Em um desses projetos, ficou evidente para a equipe de avaliadores que ao invés de uma avaliação de impacto seria mais pertinente que se realizasse uma avaliação do que estava sendo executado até aquele momento e descrevesse os processos, condições, relações organizacionais e pontos de vista das partes interessadas, como forma de situar em que estágio de desenvolvimento encontrava-se o programa para gestores e parceiros envolvidos.
Alternativamente, trabalhou-se também com análise de contribuição. Diferentemente da medição de impacto, que se ocupa da atribuição, na análise de contribuição a causalidade é estabelecida pela composição de um argumento lógico em que se leva em conta como diferentes partes envolvidas deram o seu quinhão para que o resultado observado acontecesse. Nessa abordagem, são descartadas explicações alternativas que, ainda que plausíveis, não são embasadas pelas evidências. Essas evidências, por sua vez, têm origem na documentação da memória do programa, nos dados de sistemas de monitoramento, em depoimentos, entrevistas e grupos de discussão, que são comparados para gerar a hipótese de contribuição mais plausível.
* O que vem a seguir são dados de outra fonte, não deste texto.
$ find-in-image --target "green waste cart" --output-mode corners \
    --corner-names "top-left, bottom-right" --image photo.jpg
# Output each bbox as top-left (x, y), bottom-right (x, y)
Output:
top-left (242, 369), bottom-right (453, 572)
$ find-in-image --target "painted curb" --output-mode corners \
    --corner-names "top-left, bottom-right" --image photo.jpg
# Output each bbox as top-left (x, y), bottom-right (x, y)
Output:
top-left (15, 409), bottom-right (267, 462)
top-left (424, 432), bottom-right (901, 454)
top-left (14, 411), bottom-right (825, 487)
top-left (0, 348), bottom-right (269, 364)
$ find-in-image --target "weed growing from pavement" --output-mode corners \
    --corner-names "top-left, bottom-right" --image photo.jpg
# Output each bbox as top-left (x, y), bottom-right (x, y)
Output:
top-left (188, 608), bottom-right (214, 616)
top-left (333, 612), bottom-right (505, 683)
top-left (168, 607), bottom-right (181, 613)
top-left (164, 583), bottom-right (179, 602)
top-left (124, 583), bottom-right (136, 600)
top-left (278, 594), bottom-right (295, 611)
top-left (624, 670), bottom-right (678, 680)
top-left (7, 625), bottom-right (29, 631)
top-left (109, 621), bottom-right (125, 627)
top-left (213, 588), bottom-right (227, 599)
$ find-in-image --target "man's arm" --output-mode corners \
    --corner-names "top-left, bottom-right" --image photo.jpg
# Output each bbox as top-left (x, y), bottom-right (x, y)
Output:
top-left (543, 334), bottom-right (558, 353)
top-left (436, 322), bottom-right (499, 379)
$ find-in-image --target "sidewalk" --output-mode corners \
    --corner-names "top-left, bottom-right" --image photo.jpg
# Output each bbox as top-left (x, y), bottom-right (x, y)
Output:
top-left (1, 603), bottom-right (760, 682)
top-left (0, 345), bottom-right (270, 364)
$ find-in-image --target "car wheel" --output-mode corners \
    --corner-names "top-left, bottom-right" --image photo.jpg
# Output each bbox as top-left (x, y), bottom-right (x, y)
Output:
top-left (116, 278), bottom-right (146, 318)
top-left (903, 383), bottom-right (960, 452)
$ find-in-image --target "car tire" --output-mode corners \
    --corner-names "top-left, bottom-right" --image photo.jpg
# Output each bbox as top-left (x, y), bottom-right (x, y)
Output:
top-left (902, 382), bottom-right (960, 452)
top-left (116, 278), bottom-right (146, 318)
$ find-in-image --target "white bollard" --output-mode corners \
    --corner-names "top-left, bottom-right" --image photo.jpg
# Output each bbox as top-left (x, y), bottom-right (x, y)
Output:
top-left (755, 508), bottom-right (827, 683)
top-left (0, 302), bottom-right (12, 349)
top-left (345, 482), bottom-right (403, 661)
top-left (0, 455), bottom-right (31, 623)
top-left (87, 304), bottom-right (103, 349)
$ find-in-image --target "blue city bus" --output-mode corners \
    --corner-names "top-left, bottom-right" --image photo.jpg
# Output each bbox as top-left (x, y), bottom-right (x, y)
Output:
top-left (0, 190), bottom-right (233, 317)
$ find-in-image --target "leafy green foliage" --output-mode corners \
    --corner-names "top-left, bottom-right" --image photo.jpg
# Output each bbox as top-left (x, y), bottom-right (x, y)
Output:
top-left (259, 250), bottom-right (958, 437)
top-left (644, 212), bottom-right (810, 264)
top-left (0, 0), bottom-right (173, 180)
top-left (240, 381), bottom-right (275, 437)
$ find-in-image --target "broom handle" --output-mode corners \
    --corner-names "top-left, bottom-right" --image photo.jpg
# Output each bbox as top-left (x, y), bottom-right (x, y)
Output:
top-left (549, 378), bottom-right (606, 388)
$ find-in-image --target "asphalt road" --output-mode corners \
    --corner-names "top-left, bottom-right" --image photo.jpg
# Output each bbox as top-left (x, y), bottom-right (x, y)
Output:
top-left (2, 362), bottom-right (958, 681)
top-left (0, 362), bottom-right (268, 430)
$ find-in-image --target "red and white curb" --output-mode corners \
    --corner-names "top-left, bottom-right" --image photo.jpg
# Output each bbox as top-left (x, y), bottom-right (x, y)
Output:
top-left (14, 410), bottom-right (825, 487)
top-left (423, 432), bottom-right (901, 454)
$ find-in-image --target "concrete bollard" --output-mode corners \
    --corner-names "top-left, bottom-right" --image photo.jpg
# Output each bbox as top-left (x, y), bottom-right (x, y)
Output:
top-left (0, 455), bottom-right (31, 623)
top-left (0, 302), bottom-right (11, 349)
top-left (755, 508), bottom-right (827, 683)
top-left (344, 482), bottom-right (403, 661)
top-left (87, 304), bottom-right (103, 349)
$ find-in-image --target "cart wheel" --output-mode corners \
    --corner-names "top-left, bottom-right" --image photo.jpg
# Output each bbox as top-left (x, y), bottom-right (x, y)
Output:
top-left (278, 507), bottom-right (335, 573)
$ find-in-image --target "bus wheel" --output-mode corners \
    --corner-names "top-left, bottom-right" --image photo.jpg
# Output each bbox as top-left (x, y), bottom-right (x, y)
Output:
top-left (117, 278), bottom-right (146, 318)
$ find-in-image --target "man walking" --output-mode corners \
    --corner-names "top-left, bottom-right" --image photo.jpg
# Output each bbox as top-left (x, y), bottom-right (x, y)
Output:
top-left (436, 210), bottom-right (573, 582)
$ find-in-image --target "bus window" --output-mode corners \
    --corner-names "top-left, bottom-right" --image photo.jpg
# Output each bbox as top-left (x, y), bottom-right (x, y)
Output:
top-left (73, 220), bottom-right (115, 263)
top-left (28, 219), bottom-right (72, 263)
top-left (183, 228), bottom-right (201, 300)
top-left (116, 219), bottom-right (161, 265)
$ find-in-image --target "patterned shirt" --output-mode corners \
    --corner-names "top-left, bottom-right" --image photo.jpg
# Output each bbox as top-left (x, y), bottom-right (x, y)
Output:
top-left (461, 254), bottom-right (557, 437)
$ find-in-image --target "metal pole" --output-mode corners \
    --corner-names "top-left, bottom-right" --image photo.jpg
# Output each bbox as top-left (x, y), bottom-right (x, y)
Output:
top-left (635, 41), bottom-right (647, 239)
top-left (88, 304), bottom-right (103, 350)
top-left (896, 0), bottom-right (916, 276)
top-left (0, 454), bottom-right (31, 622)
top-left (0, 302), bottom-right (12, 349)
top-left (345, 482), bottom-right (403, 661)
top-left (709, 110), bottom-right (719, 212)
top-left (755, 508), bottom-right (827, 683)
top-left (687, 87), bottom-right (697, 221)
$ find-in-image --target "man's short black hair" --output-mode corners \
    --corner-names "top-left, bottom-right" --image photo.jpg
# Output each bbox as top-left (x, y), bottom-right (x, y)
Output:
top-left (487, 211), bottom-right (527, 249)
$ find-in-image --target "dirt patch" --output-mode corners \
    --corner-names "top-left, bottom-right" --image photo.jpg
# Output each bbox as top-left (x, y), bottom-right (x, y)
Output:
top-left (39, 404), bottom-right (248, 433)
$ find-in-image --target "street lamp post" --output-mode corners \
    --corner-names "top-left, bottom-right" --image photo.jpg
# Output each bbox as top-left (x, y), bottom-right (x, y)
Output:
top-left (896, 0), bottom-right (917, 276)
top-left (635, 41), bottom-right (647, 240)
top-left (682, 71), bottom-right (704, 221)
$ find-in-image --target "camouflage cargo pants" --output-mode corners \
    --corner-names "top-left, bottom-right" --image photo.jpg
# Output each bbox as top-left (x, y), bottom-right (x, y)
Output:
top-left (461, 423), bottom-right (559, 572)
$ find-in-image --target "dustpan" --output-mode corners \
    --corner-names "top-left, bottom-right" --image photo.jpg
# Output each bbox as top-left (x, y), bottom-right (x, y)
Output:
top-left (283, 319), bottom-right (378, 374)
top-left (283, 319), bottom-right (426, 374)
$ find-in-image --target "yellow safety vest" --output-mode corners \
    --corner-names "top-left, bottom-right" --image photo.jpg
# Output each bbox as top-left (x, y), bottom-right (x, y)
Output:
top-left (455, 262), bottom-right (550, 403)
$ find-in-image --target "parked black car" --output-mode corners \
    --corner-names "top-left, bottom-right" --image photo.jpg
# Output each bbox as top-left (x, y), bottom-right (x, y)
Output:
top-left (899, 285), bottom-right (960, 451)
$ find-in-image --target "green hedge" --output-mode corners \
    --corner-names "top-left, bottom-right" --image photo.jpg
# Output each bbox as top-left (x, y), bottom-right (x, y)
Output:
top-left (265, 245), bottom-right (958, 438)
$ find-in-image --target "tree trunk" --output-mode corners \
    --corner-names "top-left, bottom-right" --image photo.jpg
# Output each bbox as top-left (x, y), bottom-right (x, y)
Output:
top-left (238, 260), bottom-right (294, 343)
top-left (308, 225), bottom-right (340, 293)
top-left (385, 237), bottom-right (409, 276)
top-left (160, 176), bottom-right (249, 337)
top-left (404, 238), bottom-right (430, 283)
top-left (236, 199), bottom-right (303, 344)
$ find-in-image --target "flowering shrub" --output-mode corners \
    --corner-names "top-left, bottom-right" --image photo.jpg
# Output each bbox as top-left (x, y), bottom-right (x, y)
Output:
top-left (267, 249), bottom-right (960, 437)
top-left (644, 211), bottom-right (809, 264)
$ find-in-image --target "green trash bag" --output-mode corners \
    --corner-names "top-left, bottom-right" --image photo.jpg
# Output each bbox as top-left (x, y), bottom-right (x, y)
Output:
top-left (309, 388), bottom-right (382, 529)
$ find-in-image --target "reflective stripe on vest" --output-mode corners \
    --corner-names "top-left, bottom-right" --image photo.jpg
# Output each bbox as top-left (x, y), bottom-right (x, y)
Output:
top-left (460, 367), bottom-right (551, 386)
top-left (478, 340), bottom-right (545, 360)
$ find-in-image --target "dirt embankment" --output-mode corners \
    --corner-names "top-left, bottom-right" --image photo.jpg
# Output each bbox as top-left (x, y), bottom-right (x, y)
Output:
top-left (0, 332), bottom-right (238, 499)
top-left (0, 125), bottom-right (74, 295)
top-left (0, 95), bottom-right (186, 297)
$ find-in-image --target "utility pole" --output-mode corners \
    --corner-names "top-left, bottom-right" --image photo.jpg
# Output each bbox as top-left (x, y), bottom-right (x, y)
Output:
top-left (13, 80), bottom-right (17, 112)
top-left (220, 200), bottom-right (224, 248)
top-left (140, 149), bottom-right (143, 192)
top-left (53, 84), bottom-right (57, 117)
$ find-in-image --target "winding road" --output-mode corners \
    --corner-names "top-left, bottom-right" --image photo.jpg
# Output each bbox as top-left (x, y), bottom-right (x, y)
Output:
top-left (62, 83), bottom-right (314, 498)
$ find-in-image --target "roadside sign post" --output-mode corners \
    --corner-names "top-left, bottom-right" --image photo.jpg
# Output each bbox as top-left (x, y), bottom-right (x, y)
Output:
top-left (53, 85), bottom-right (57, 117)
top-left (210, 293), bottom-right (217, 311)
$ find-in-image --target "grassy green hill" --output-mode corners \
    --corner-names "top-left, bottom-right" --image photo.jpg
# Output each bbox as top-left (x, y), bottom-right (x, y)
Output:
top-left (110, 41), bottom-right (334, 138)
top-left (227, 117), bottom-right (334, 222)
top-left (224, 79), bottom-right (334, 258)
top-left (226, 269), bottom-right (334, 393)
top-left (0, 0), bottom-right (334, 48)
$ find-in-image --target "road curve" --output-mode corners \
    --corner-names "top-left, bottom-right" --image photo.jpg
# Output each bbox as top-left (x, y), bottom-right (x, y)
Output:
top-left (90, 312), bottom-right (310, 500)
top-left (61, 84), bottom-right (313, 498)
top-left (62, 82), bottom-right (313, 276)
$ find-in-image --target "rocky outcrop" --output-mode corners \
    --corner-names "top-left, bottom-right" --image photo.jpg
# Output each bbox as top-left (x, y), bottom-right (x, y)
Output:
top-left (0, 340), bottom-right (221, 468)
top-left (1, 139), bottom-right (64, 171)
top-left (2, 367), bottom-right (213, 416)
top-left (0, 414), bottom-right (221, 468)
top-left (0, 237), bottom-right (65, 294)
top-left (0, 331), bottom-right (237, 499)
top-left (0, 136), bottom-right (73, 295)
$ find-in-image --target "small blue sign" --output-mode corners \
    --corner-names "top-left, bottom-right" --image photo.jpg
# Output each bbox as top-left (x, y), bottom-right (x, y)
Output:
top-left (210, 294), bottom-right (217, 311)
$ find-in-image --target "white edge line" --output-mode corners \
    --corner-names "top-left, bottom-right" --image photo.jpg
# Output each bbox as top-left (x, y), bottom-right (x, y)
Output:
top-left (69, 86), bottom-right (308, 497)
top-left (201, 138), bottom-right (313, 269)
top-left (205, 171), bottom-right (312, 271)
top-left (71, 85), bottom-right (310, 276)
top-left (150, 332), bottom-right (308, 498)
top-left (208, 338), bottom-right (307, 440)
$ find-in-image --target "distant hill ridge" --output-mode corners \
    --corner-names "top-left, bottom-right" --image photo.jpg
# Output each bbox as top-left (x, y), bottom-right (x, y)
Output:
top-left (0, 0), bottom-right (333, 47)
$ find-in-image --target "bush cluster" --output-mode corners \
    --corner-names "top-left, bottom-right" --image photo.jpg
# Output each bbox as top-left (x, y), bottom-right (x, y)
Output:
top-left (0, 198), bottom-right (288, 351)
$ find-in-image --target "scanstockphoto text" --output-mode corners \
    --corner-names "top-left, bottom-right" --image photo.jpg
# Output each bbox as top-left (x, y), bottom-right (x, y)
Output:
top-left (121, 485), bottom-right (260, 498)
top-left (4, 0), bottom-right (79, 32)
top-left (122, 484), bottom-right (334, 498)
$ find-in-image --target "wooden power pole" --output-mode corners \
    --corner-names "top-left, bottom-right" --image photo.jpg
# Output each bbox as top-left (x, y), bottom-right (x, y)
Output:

Além disso, a escuta de partes interessadas nas condições impostas pela pandemia serviu também como processo de reflexão não apenas sobre a situação dos programas mas também teve caráter muitas vezes terapêutico. Isso chama muito a atenção quando se considera as novas realidades impostas pela pandemia na saúde mental da população como um todo, tema incontornável naquele contexto de isolamento social e luto coletivo. Esses processos tanto influenciavam os resultados esperados como passaram a ser objeto dos programas no sentido de se incorporar medidas mitigatórias para aliviar as dificuldades psicossociais enfrentadas.
É compreensível que entre gestores as evidências quantitativas de impacto sejam fáceis de comunicar pelo poder sintético de um número que captura toda a diferença atribuída ao programa. Contudo, muitos se esquecem de que uma avaliação de impacto também se baseia em evidências qualitativas e de que estas podem explicar melhor como se deu o impacto de um programa na vida das pessoas.
Assim, na impossibilidade de se fazer a medição de impacto como esperado por algumas organizações, os últimos anos mostraram-se bastante frutíferos para se comprovar a relevância de estratégias alternativas de avaliação, o que já se nota no aumento da demanda por abordagens qualitativas no âmbito da cooperação para o desenvolvimento após um período de ascendência da abordagem experimental.
[1] Gertler, Paul J.; Martinez, Sebastian; Premand, Patrick; Rawlings, Laura B.; Vermeersch, Christel M. J. Avaliação de Impacto na Prática. Banco Mundial, Washington, D.C. 2015.